Is there a way to iterate through a pandas column and remove certain characters?-CodePudding

Sample data:

/SomeText/2016-11-11
/SomeText/2016-11-11/13.40.48
/SomeText/15.T-06-26/00.00.00

I tried to compile a list of regex patterns but it was not working. I am not well skilled with regex patterns. What I am trying to do is make a list of regex patterns that matches anything after:

/SomeText/

and remove it from the column and store the new results in a new pandas column.

CodePudding user response：

There are various options but I believe best practice is to use pd.apply().

So you want to create a function to apply to every row in a column and then apply it to that column such as:

df = df["<column_name>"].apply(lambda x: re.sub(r"\/[a-zA-Z]*\/", "", x))

To explain what this is doing, it's applying a one time function...

(lambda x:re.sub(r"\/[a-zA-Z]*\/", "", x)

to every x in the column that is supplied.

The re.sub bit is matching a forward slash (with "/") then any number of letters (with "[a-zA-Z]*"), and then another forward slash. It is replace anything that matches this with an empty string.

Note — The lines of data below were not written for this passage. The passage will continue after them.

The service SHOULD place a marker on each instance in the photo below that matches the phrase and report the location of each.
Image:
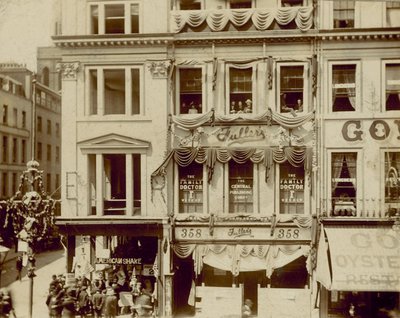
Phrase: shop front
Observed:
(125, 255)
(222, 263)
(358, 269)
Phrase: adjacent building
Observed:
(227, 150)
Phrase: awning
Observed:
(363, 258)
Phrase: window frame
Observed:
(101, 25)
(228, 90)
(306, 84)
(358, 92)
(359, 186)
(100, 97)
(384, 83)
(178, 88)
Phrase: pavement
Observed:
(47, 264)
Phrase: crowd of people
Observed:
(100, 297)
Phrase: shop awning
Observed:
(362, 258)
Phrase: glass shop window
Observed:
(344, 87)
(190, 91)
(291, 189)
(240, 90)
(392, 88)
(240, 187)
(191, 188)
(344, 183)
(392, 183)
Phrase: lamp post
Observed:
(31, 211)
(3, 255)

CodePudding user response：

The correct regex to match "/SomeText/" is \/SomeText\/. Note that I am assuming here that you do have a specific string you want to clean out -- rather than cleaning out all alphabetic characters, etc.

Let's say your data is stored in a column called "orig" of dataframe df. You can separate out "/SomeText/" and the text that follows like this:

df['orig'].str.extract(r"(\/SomeText\/)(.*)")

CodePudding user response：

Use str.extract:

df = pd.DataFrame({'Text': ['/SomeText/2016-11-11', 
                            '/SomeText/2016-11-11/13.40.48',
                            '/SomeText/15.T-06-26/00.00.00']})

df['Text'] = df['Text'].str.extract(r'(.*SomeText)/')
print(df)

# Output:
        Text
0  /SomeText
1  /SomeText
2  /SomeText